Absolute contraindications. These are certain conditions that need to be resolved if possible before it becomes safe to exercise. These include any significant hemodynamic heart or restrictive lung disease, pregnancy specific conditions such as incompetent cervix or cerclage, placenta previa past 26 weeks of gestation, being pregnant with twins, triplets, etc., pregnancy induced hypertension, premature labor, second and third trimester bleeding, or ruptured membranes.
Relative contraindications. These will need to be monitored during exercise duration and discussed to make sure they do not become a serious issue. They do not necessarily mean that exercise cannot be an option.
Relative contraindications include: poorly controlled weight (underweight or obesity), hypertension, bronchitis, severe anaemia, history of sedentary lifestyle or any orthopaedic issues. Additionally, exercise should be terminated if shortness of breath (dyspnea) before exercise is observed, or if you experience chest pain, vaginal bleeding, decreased fetal movement or calf pain and swelling which could be indicative of thrombophlebitis or swelling of a vein due to a clot.

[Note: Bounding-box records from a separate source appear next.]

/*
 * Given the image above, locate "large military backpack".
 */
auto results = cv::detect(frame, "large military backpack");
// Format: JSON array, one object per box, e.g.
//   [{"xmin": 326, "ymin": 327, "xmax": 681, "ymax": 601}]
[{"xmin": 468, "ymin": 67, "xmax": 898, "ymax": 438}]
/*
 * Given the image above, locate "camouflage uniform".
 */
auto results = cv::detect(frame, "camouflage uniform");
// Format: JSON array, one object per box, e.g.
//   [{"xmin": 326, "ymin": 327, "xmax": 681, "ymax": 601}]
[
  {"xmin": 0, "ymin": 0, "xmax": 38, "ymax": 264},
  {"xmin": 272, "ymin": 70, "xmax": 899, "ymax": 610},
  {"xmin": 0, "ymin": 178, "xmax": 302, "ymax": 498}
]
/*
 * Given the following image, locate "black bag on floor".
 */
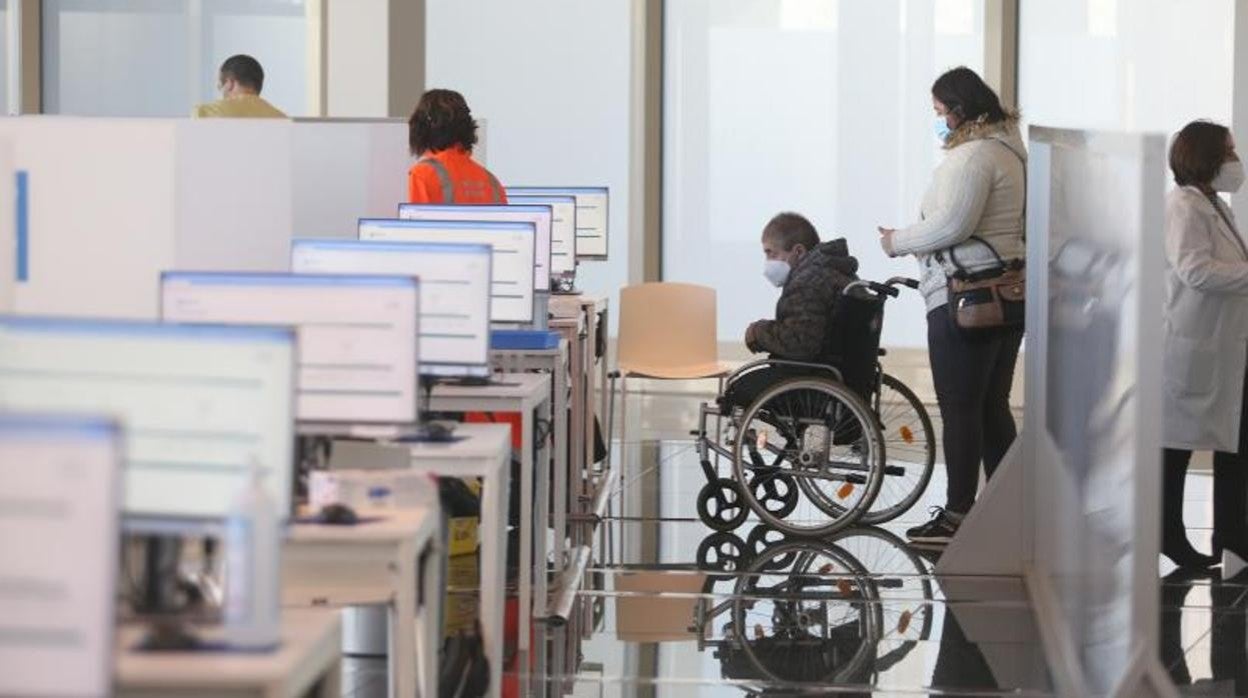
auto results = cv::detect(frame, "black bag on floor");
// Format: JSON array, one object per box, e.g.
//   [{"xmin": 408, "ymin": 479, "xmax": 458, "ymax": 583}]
[{"xmin": 438, "ymin": 624, "xmax": 489, "ymax": 698}]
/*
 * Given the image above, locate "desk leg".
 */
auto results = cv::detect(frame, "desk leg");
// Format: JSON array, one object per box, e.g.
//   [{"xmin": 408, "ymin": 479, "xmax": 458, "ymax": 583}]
[
  {"xmin": 416, "ymin": 541, "xmax": 447, "ymax": 698},
  {"xmin": 314, "ymin": 658, "xmax": 342, "ymax": 698},
  {"xmin": 389, "ymin": 544, "xmax": 417, "ymax": 697},
  {"xmin": 519, "ymin": 410, "xmax": 535, "ymax": 652},
  {"xmin": 552, "ymin": 361, "xmax": 569, "ymax": 569},
  {"xmin": 529, "ymin": 396, "xmax": 558, "ymax": 687},
  {"xmin": 479, "ymin": 455, "xmax": 512, "ymax": 697},
  {"xmin": 569, "ymin": 335, "xmax": 588, "ymax": 511}
]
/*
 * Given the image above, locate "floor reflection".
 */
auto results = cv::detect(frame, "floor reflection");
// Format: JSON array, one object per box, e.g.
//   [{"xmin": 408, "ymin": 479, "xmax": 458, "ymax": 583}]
[
  {"xmin": 514, "ymin": 419, "xmax": 1052, "ymax": 698},
  {"xmin": 491, "ymin": 398, "xmax": 1248, "ymax": 698}
]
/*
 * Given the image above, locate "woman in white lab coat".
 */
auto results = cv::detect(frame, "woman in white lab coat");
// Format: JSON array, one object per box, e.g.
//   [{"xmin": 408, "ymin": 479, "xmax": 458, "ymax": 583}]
[{"xmin": 1162, "ymin": 121, "xmax": 1248, "ymax": 567}]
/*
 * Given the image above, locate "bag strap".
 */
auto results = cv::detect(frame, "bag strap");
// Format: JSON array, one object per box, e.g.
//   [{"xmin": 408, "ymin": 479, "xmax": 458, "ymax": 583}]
[
  {"xmin": 1206, "ymin": 194, "xmax": 1248, "ymax": 260},
  {"xmin": 948, "ymin": 139, "xmax": 1027, "ymax": 273},
  {"xmin": 417, "ymin": 157, "xmax": 456, "ymax": 204}
]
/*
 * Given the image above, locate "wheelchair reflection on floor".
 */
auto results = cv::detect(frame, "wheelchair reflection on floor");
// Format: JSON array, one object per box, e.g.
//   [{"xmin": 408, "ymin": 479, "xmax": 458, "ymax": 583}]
[{"xmin": 696, "ymin": 278, "xmax": 936, "ymax": 536}]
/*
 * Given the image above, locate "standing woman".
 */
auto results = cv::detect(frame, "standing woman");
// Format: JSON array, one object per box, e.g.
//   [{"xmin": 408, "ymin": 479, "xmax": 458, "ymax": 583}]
[
  {"xmin": 407, "ymin": 90, "xmax": 507, "ymax": 204},
  {"xmin": 1162, "ymin": 121, "xmax": 1248, "ymax": 567},
  {"xmin": 880, "ymin": 67, "xmax": 1027, "ymax": 543}
]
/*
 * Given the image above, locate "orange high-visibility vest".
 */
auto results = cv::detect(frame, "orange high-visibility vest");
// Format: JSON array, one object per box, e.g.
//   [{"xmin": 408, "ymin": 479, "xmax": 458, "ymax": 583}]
[{"xmin": 407, "ymin": 146, "xmax": 507, "ymax": 204}]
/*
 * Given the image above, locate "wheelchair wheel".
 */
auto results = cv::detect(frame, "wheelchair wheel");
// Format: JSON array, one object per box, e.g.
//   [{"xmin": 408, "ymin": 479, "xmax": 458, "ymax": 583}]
[
  {"xmin": 750, "ymin": 472, "xmax": 800, "ymax": 518},
  {"xmin": 860, "ymin": 373, "xmax": 936, "ymax": 524},
  {"xmin": 698, "ymin": 477, "xmax": 750, "ymax": 531},
  {"xmin": 745, "ymin": 523, "xmax": 792, "ymax": 569},
  {"xmin": 733, "ymin": 378, "xmax": 885, "ymax": 536},
  {"xmin": 724, "ymin": 541, "xmax": 882, "ymax": 683},
  {"xmin": 823, "ymin": 526, "xmax": 935, "ymax": 673},
  {"xmin": 698, "ymin": 531, "xmax": 750, "ymax": 572}
]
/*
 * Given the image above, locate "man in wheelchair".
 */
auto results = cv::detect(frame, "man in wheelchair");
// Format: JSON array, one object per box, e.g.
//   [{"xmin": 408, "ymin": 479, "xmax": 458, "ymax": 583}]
[{"xmin": 721, "ymin": 214, "xmax": 859, "ymax": 407}]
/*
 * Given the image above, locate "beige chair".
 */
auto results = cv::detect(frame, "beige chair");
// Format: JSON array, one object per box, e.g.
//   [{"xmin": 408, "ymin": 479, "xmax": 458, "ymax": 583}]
[
  {"xmin": 604, "ymin": 282, "xmax": 731, "ymax": 534},
  {"xmin": 617, "ymin": 282, "xmax": 726, "ymax": 380}
]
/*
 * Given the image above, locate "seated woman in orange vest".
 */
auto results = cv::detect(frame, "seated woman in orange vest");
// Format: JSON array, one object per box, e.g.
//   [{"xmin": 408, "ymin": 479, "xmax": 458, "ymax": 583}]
[{"xmin": 407, "ymin": 90, "xmax": 507, "ymax": 204}]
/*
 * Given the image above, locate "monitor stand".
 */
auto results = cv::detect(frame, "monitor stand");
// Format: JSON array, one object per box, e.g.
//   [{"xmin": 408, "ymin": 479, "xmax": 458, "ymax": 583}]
[{"xmin": 135, "ymin": 536, "xmax": 202, "ymax": 652}]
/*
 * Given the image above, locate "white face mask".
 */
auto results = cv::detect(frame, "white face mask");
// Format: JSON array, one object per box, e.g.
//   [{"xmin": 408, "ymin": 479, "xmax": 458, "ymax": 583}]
[
  {"xmin": 1209, "ymin": 160, "xmax": 1244, "ymax": 194},
  {"xmin": 763, "ymin": 260, "xmax": 790, "ymax": 288}
]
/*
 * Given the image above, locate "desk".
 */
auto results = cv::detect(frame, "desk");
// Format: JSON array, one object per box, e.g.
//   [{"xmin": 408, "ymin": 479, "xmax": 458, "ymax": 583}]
[
  {"xmin": 426, "ymin": 373, "xmax": 553, "ymax": 651},
  {"xmin": 282, "ymin": 509, "xmax": 444, "ymax": 696},
  {"xmin": 331, "ymin": 425, "xmax": 512, "ymax": 696},
  {"xmin": 489, "ymin": 340, "xmax": 572, "ymax": 571},
  {"xmin": 116, "ymin": 609, "xmax": 342, "ymax": 698},
  {"xmin": 550, "ymin": 295, "xmax": 610, "ymax": 501}
]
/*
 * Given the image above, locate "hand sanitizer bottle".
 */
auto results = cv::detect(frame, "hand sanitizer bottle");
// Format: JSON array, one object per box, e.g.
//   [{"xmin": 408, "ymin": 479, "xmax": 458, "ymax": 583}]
[{"xmin": 225, "ymin": 463, "xmax": 281, "ymax": 649}]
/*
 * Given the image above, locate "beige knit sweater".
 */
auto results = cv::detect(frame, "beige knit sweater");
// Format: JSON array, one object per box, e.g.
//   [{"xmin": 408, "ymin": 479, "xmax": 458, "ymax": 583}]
[{"xmin": 892, "ymin": 119, "xmax": 1027, "ymax": 311}]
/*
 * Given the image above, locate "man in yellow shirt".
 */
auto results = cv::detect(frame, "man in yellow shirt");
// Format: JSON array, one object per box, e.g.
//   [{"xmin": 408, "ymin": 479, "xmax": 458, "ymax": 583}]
[{"xmin": 191, "ymin": 54, "xmax": 286, "ymax": 119}]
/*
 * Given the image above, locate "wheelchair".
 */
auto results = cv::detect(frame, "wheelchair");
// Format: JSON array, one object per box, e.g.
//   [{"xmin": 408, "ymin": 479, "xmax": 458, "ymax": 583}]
[{"xmin": 695, "ymin": 277, "xmax": 936, "ymax": 537}]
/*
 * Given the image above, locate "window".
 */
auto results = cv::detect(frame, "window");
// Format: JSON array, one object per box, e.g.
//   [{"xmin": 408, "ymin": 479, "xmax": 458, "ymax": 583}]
[
  {"xmin": 42, "ymin": 0, "xmax": 307, "ymax": 116},
  {"xmin": 663, "ymin": 0, "xmax": 983, "ymax": 346}
]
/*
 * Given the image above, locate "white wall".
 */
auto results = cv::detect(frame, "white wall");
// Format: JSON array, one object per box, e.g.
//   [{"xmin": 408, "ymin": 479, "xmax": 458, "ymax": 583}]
[
  {"xmin": 663, "ymin": 0, "xmax": 983, "ymax": 347},
  {"xmin": 326, "ymin": 0, "xmax": 389, "ymax": 116},
  {"xmin": 1018, "ymin": 0, "xmax": 1236, "ymax": 134},
  {"xmin": 426, "ymin": 0, "xmax": 633, "ymax": 317},
  {"xmin": 0, "ymin": 0, "xmax": 9, "ymax": 114},
  {"xmin": 0, "ymin": 116, "xmax": 292, "ymax": 317}
]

With exercise, certain movements should also be avoided, specifically the Valsalva manoeuvre, or holding your breath to create intra-abdominal pressure during a movement, which acutely spikes blood pressure.
After 16 weeks, The American College of Sports Medicine (ACSM) also recommends eliminating activity in the supine, or any position on the back, as this could cause venous obstruction and decreased blood flow, as well as isometric contractions3.
It can be debated however, that a low intensity isometric contraction may not affect every pregnant woman the same way due to differences in fitness levels. As previously stated, unless an activity involving an isometric contraction specifically alerts you to any contraindication, you can continue to perform activities that are familiar to your exercise routine.
Isometrics and Pregnancy
The underlying issue with isometrics is that during any muscular contraction, blood flow is interrupted and causes a buildup of pressure through the circulatory system. As isometric contractions are held for a time period, this gradual build-up could cause a temporary, yet significant, spike in blood pressure which should be avoided in pregnant women.
If you have any history of hypertensive tendencies, it’s better to be safe than compromise any aspect of your pregnancy and therefore to avoid this type of contraction. In saying this, under the supervision of a qualified health professional, modified isometric exercises such as planks, wall sits or partial squats may be effective and safe.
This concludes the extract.